Uganda and Kenya Push Ahead on Standard Gauge Railway (SGR) — A New Era for Regional Connectivity
A Rail Link That Spans Borders
Kampala/Nairobi
Uganda and Kenya have committed to finalising the SGR link that will stretch from Nairobi’s Naivasha, through Kisumu and Malaba, to Kampala — transforming freight and passenger movement across East Africa. In a joint communiqué signed at the SGR terminus in Mombasa, transport ministers from both countries confirmed that work will begin in December 2025, contingent on funding availability.
Concurrently, Uganda is advancing land acquisition in Mukono, Wakiso and Kampala — among the final districts along the planned corridor.
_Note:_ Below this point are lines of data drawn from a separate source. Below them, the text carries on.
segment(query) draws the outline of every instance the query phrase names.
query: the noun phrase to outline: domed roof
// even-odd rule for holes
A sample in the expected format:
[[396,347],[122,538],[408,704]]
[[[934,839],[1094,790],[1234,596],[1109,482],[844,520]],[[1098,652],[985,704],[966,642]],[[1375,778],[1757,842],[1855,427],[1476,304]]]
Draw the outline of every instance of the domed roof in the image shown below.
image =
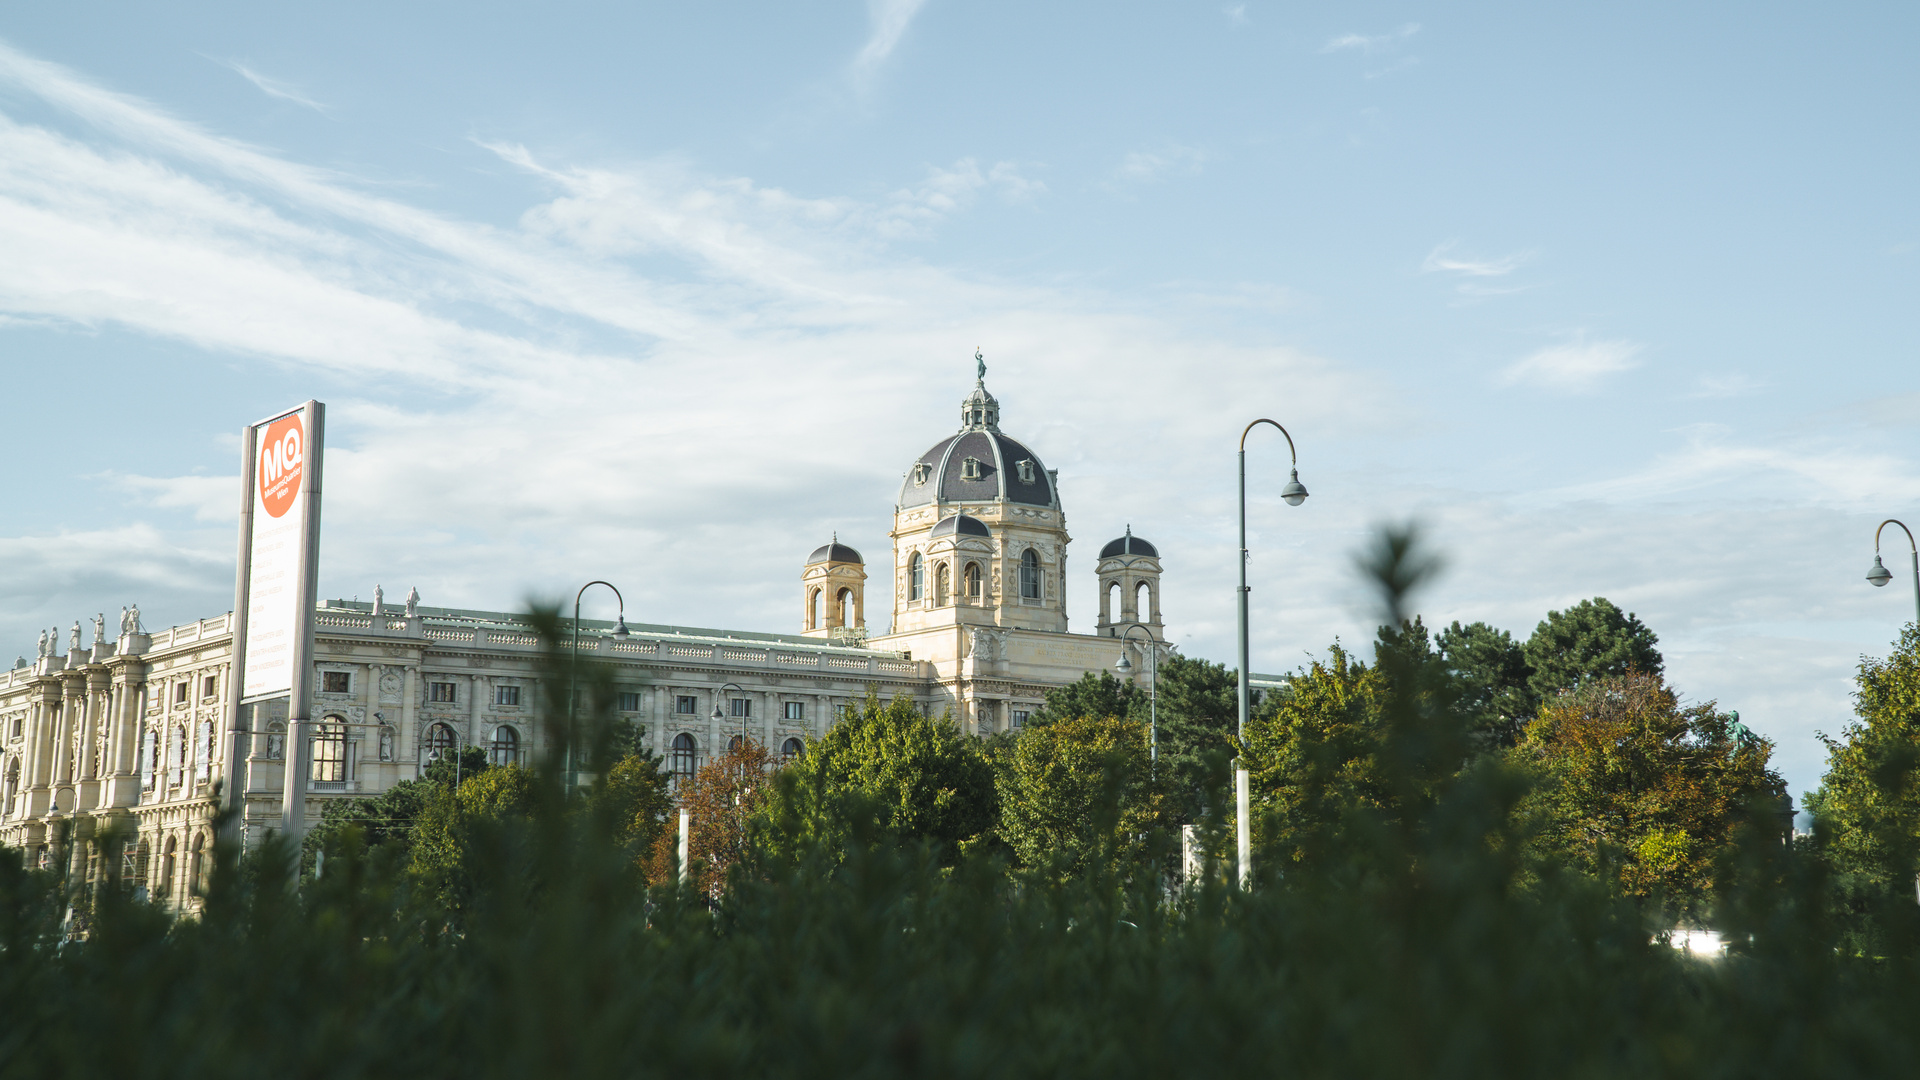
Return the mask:
[[808,566],[823,562],[850,562],[859,563],[862,566],[867,564],[867,560],[861,558],[859,552],[841,543],[837,534],[831,541],[814,548],[813,554],[807,556]]
[[1100,549],[1100,557],[1103,559],[1115,555],[1151,555],[1157,559],[1160,557],[1160,549],[1133,535],[1133,526],[1129,525],[1127,535],[1118,540],[1107,541],[1107,546]]
[[971,514],[955,514],[952,517],[941,518],[939,524],[935,525],[933,527],[933,531],[928,533],[927,535],[934,536],[934,537],[940,537],[940,536],[989,536],[990,537],[993,535],[993,533],[987,530],[987,523],[984,521],[981,521],[979,518],[974,517]]
[[960,431],[914,460],[900,484],[899,505],[1005,499],[1058,509],[1059,492],[1038,455],[1000,431],[1000,403],[984,376],[960,402]]

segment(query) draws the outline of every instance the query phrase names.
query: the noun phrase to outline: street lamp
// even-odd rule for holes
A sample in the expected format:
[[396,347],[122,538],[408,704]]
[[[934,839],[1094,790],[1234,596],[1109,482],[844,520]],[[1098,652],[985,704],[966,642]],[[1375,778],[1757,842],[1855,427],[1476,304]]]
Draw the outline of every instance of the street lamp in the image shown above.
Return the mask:
[[568,659],[567,663],[567,790],[569,792],[574,789],[576,781],[573,748],[574,744],[580,741],[578,737],[580,734],[579,723],[575,715],[580,708],[580,598],[585,596],[587,590],[593,588],[595,585],[605,585],[607,588],[613,589],[613,598],[620,604],[620,617],[615,620],[613,624],[614,638],[625,641],[629,636],[627,633],[627,601],[625,597],[620,595],[620,590],[615,589],[612,582],[599,580],[589,581],[585,585],[580,586],[580,591],[573,594],[573,655]]
[[[1240,726],[1236,732],[1242,753],[1245,752],[1247,739],[1247,714],[1251,711],[1251,689],[1247,684],[1247,436],[1261,424],[1272,424],[1274,430],[1286,436],[1287,455],[1292,460],[1293,475],[1280,489],[1280,497],[1288,506],[1299,506],[1307,501],[1306,486],[1300,483],[1300,454],[1294,449],[1293,436],[1278,423],[1266,418],[1248,424],[1240,433]],[[1252,812],[1251,784],[1247,777],[1244,759],[1236,758],[1233,763],[1233,800],[1236,819],[1237,839],[1240,856],[1240,887],[1253,887],[1253,824],[1248,821]]]
[[1127,658],[1127,639],[1133,636],[1135,630],[1147,635],[1147,760],[1152,765],[1158,765],[1160,763],[1160,703],[1158,701],[1160,650],[1155,647],[1159,642],[1153,639],[1153,631],[1139,623],[1128,626],[1126,633],[1120,635],[1120,662],[1113,665],[1113,670],[1128,678],[1133,676],[1133,661]]
[[[718,724],[720,721],[725,720],[727,718],[727,714],[720,711],[720,695],[722,691],[726,691],[726,690],[736,690],[742,694],[747,692],[746,687],[741,686],[739,683],[732,683],[732,682],[721,683],[718,687],[714,688],[713,722],[716,724]],[[747,748],[747,714],[741,713],[740,714],[740,749],[745,750],[746,748]]]
[[1900,531],[1907,534],[1907,546],[1913,548],[1913,612],[1914,617],[1920,620],[1920,545],[1914,544],[1913,530],[1907,528],[1905,523],[1888,518],[1880,523],[1880,528],[1873,530],[1873,569],[1867,571],[1867,580],[1873,582],[1875,588],[1893,580],[1893,571],[1880,562],[1880,532],[1889,525],[1899,525]]

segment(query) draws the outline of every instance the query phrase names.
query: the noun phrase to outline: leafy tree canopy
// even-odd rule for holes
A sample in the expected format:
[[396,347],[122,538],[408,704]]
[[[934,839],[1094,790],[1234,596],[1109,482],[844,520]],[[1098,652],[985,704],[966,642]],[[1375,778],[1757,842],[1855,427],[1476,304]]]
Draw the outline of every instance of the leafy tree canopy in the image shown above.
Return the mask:
[[1021,732],[1000,762],[1000,835],[1053,880],[1136,865],[1160,824],[1147,727],[1119,716],[1056,718]]
[[1278,830],[1263,843],[1295,862],[1326,856],[1351,805],[1391,803],[1377,757],[1386,689],[1378,668],[1336,643],[1248,722],[1255,822]]
[[896,841],[926,841],[949,864],[992,829],[993,769],[978,740],[950,716],[923,715],[911,699],[877,695],[847,710],[782,770],[767,805],[766,843],[780,853],[827,843],[843,850],[855,819]]
[[1920,851],[1920,628],[1892,655],[1862,657],[1858,720],[1827,744],[1827,773],[1807,796],[1836,869],[1877,886],[1907,887]]
[[1540,709],[1531,685],[1533,667],[1513,635],[1483,622],[1440,631],[1440,659],[1454,678],[1457,707],[1466,714],[1474,742],[1482,749],[1504,750]]
[[1755,800],[1786,791],[1767,765],[1772,744],[1743,731],[1711,702],[1681,706],[1646,672],[1555,697],[1512,752],[1545,781],[1530,803],[1541,852],[1629,895],[1696,907]]
[[[1115,642],[1118,657],[1119,643]],[[1115,678],[1105,671],[1089,671],[1065,686],[1047,691],[1047,703],[1033,714],[1029,723],[1050,724],[1055,720],[1078,716],[1147,715],[1147,689]]]
[[1565,611],[1549,611],[1524,646],[1534,697],[1544,701],[1590,679],[1641,671],[1656,678],[1665,670],[1659,637],[1632,612],[1604,596]]
[[[1158,687],[1159,775],[1167,814],[1175,824],[1197,824],[1226,790],[1240,722],[1239,675],[1225,664],[1169,653],[1160,660]],[[1254,695],[1257,709],[1259,691]]]

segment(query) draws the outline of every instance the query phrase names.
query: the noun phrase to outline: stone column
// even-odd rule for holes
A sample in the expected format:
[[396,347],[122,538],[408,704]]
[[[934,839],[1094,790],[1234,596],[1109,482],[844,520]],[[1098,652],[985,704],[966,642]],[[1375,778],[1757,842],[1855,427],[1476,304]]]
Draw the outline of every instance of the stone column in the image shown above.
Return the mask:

Negotiations and compensation processes are under way as authorities prepare for construction.
As governments and development partners mobilise resources, the SGR link is gaining traction not only as infrastructure but as a strategic corridor tying together markets, ports, and landlocked economies.

Why It Matters
The SGR promises a transformative shift in how goods and people move across East Africa. Once complete, Uganda and Kenya will have a fast, reliable rail corridor connecting the Indian Ocean at Mombasa with the interior — significantly reducing transit times for freight and reducing road‑congestion, wear and tear on highways.
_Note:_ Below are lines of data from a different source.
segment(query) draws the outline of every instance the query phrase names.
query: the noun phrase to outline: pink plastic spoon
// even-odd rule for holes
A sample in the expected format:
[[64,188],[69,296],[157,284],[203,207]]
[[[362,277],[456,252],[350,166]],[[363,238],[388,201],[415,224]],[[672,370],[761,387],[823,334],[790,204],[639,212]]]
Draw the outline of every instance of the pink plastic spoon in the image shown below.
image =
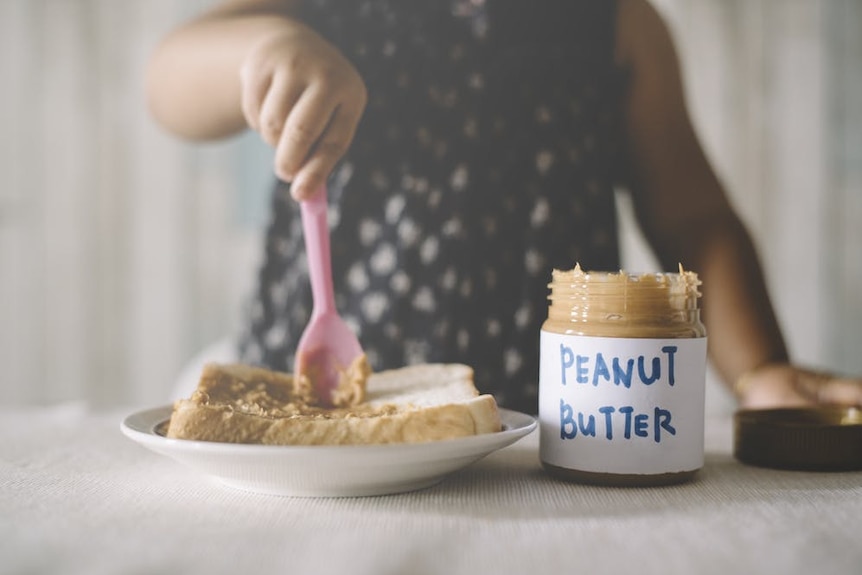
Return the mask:
[[296,348],[294,373],[297,378],[308,377],[319,403],[332,407],[341,377],[363,351],[356,334],[335,309],[326,188],[303,201],[300,210],[314,303]]

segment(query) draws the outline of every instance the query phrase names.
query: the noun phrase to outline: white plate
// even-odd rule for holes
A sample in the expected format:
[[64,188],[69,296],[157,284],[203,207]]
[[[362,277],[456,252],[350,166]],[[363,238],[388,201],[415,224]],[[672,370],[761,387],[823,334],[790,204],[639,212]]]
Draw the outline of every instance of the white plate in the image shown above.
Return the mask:
[[429,443],[278,446],[169,439],[171,408],[129,415],[123,433],[144,447],[246,491],[299,497],[356,497],[430,487],[536,428],[524,413],[501,409],[503,431]]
For landlocked Uganda, a seamless rail link opens up more efficient access to global markets through the port of Mombasa, lowering logistics costs and boosting trade competitiveness. For ordinary commuters, it offers a safe, modern alternative to congested road travel. On a regional level, the SGR fosters deeper integration — trade routes, economic corridors, and cross‑border exchange become smoother and more predictable.
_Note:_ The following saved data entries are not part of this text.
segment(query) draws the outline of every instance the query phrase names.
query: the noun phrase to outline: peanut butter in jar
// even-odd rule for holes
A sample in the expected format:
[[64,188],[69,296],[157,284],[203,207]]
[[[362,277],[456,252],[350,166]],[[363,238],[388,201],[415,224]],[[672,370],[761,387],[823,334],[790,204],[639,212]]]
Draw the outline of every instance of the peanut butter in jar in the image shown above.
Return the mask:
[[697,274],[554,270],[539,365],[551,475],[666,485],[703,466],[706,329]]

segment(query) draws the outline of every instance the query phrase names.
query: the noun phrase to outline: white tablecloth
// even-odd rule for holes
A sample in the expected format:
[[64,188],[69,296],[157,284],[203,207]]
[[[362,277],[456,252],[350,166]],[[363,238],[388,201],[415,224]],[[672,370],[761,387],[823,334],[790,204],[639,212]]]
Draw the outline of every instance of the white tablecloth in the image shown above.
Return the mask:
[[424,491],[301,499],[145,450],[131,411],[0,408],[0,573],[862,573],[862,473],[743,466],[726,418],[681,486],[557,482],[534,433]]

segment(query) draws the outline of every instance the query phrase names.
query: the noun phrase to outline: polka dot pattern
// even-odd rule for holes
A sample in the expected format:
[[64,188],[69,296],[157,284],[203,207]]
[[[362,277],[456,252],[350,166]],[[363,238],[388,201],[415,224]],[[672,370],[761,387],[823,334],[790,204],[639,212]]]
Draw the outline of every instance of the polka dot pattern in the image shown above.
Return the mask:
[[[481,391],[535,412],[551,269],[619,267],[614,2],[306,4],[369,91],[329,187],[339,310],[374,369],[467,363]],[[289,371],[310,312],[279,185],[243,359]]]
The renewed commitment also signals to investors and development partners that East Africa’s transport infrastructure is entering a new phase: one driven by coordination, long‑term planning, and inter‑country cooperation rather than fragmented patchwork solutions.

What to Watch
Execution — particularly funding, land compensation, and technical harmonization — will define success. As Uganda and Kenya proceed, monitoring whether land acquisitions proceed fairly and without delays will be key. Technical harmonisation between Kenya’s Chinese‑based rail standards and Uganda’s European‑based legacy will need careful coordination to ensure interoperability.
Stakeholder engagement — including communities along the corridor — will also be vital. For local economies to benefit, complementary infrastructure (e.g. feeder roads, storage & logistics hubs) must accompany the rails. Finally, uptake — both for cargo operators and passengers — will show whether the SGR shifts travel and trade behaviour as intended.